BR gegen BR vor dem ArbG BS
Gerichtsbericht über das Beschlussverfahren am 27.10.2004 im ArbG Braunschweig
Termin 27.10.04, 11:00Uhr: Anhörung der Beteiligten
RI Herr Dr. Voigt, ERI: Herr Siegfried Thomas und Frau Vera Winkler, 2. Kammer, Sitzungssaal B im ArbG BS
PV/Bekl RA Kobusch mit Hr. Pawel lt Vollmacht für Hr. Potrykus (Betriebsrat) und Fr. Behmer für Betriebsrat MAN Nutzfahrzeuge AG / PV/Kl RA Koch mit Bernhard L. freies Betriebsratsmitglied MAN Nutzfahrzeuge AG, Aktenzeichen: 2 BV 57/04, 5 Zuhörer
RI ruft die Parteien pünktlich um 11:00 Uhr auf und stellt die Präsenzdaten für das Protokoll fest.

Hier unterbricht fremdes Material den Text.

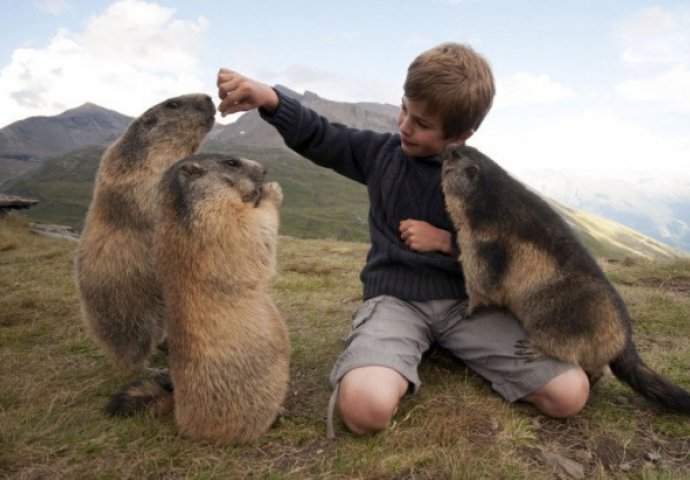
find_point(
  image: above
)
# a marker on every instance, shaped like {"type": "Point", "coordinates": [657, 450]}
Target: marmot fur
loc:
{"type": "Point", "coordinates": [228, 346]}
{"type": "Point", "coordinates": [518, 253]}
{"type": "Point", "coordinates": [120, 296]}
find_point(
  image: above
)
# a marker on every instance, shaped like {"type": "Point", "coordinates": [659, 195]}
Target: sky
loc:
{"type": "Point", "coordinates": [588, 88]}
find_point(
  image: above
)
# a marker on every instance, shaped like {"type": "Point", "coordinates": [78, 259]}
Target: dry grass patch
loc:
{"type": "Point", "coordinates": [55, 382]}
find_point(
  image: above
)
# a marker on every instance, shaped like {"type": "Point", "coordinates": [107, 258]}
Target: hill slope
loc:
{"type": "Point", "coordinates": [55, 382]}
{"type": "Point", "coordinates": [59, 168]}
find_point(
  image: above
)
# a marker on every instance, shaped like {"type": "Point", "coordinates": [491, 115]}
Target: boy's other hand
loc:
{"type": "Point", "coordinates": [420, 236]}
{"type": "Point", "coordinates": [240, 94]}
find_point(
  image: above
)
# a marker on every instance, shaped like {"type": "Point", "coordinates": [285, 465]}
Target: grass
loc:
{"type": "Point", "coordinates": [55, 382]}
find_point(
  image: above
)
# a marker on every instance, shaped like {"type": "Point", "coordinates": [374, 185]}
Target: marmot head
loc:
{"type": "Point", "coordinates": [169, 130]}
{"type": "Point", "coordinates": [206, 183]}
{"type": "Point", "coordinates": [472, 184]}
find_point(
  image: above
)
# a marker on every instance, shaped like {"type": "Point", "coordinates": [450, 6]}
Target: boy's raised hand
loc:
{"type": "Point", "coordinates": [240, 94]}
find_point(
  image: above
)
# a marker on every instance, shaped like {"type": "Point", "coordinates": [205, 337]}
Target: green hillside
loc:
{"type": "Point", "coordinates": [318, 202]}
{"type": "Point", "coordinates": [55, 382]}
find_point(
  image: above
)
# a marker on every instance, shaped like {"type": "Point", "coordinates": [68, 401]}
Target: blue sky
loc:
{"type": "Point", "coordinates": [586, 88]}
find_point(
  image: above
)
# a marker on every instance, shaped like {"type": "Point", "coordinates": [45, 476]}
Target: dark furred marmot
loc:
{"type": "Point", "coordinates": [216, 254]}
{"type": "Point", "coordinates": [517, 252]}
{"type": "Point", "coordinates": [120, 296]}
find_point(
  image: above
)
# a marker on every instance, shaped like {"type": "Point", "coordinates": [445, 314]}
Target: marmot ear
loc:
{"type": "Point", "coordinates": [472, 171]}
{"type": "Point", "coordinates": [192, 169]}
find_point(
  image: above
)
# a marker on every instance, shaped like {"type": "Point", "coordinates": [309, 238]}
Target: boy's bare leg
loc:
{"type": "Point", "coordinates": [563, 396]}
{"type": "Point", "coordinates": [369, 396]}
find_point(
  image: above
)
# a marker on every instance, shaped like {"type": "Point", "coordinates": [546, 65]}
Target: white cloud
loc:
{"type": "Point", "coordinates": [671, 88]}
{"type": "Point", "coordinates": [655, 36]}
{"type": "Point", "coordinates": [133, 55]}
{"type": "Point", "coordinates": [593, 143]}
{"type": "Point", "coordinates": [52, 7]}
{"type": "Point", "coordinates": [530, 88]}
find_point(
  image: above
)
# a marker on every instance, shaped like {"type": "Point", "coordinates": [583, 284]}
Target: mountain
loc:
{"type": "Point", "coordinates": [26, 144]}
{"type": "Point", "coordinates": [656, 207]}
{"type": "Point", "coordinates": [250, 131]}
{"type": "Point", "coordinates": [318, 202]}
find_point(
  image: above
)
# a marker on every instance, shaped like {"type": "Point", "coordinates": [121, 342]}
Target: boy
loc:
{"type": "Point", "coordinates": [413, 287]}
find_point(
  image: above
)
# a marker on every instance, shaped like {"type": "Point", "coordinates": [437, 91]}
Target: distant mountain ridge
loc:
{"type": "Point", "coordinates": [55, 159]}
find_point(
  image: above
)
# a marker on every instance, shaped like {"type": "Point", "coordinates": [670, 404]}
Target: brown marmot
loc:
{"type": "Point", "coordinates": [120, 296]}
{"type": "Point", "coordinates": [518, 253]}
{"type": "Point", "coordinates": [215, 245]}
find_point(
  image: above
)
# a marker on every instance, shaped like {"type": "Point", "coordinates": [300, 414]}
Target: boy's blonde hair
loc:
{"type": "Point", "coordinates": [454, 81]}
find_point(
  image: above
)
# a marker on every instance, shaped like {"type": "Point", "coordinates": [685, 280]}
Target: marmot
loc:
{"type": "Point", "coordinates": [518, 253]}
{"type": "Point", "coordinates": [120, 296]}
{"type": "Point", "coordinates": [215, 244]}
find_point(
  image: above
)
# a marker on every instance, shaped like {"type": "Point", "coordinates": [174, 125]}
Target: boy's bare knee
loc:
{"type": "Point", "coordinates": [564, 395]}
{"type": "Point", "coordinates": [367, 400]}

Die Kammer vermisst eine anschauliche Schilderung von beiden Seiten, obwohl die Sachinhalte nicht so strittig anscheinend sind. Es geht mehr um die praktische Anwendung innerhalb des Gremium. Der RI will die vorhanden Regelung für die Archivierung von Unterlagen und die Begrifflichkeit „Container“ näher erläutert haben. MAN merkt, es ist ein Beschlussverfahren und es besteht Amtsaufklärungspflicht.
Der Bekl/PV erklärt, dass der ursprüngliche genutzte Archivraum wegen betrieblicher Notwendigkeit entfallen ist und die Untenlagen zwischenzeitlich in Container ausgelagert sind. Der zeitliche Faktor wird nicht näher erläutert.
Zwischenfrage durch RI, ob diese begehbare sind, in Art von Baucontainern. Der Richter stellt sich was Größeres unter den Begriff vor.
Pawel erwidert, dass die Unterlagen in 5 Standardgitterboxen für Material, wie von der Bundesbahn verwendet, gelagert sind. Nun will der RI die Regelungen für die Verwaltung der Unterlagen, also die Geschäftsordnung, wissen und Pavel verweist auf den geschäftsführenden Ausschuss. Dieser legt fest, ob Unterlagen archiviert bzw. vernichtet werden.
RI: Wer hat den Schlüssel für den Zugriff. Pavel nennt den Haus- und Hofmeister und erklärt zusätzlich, dass der Betriebsrat einen Schlüssel für die Gitterboxen hat. Wohl um aufzuzeigen, dass nicht jeder auf die Unterlagen zugreifen kann. Ich erinnere nur an die zuvor genannte Ausführung als Standartgitterbox, mit Klappe und fehlendem Deckel. Glaube, diese Boxen haben die Masse 120 x 80 x 100 cm. Ein Sicherungsmöglichkeit mit einem Schloss ist mir nicht bekannt.
RI geht auf den schriftlichen Sachvortrag der Bekl ein, wonach eine Einsicht nicht verwehrt wird, der Kl soll nur die Dokumente erst benennen, die er einsehen will. Dies wird vom Bekl/PV aufgegriffen und erklärt etwas lauter, dass er auch ein Recht auf Akteneinsicht hat, er aber trotzdem nicht selbst Akten ziehen kann.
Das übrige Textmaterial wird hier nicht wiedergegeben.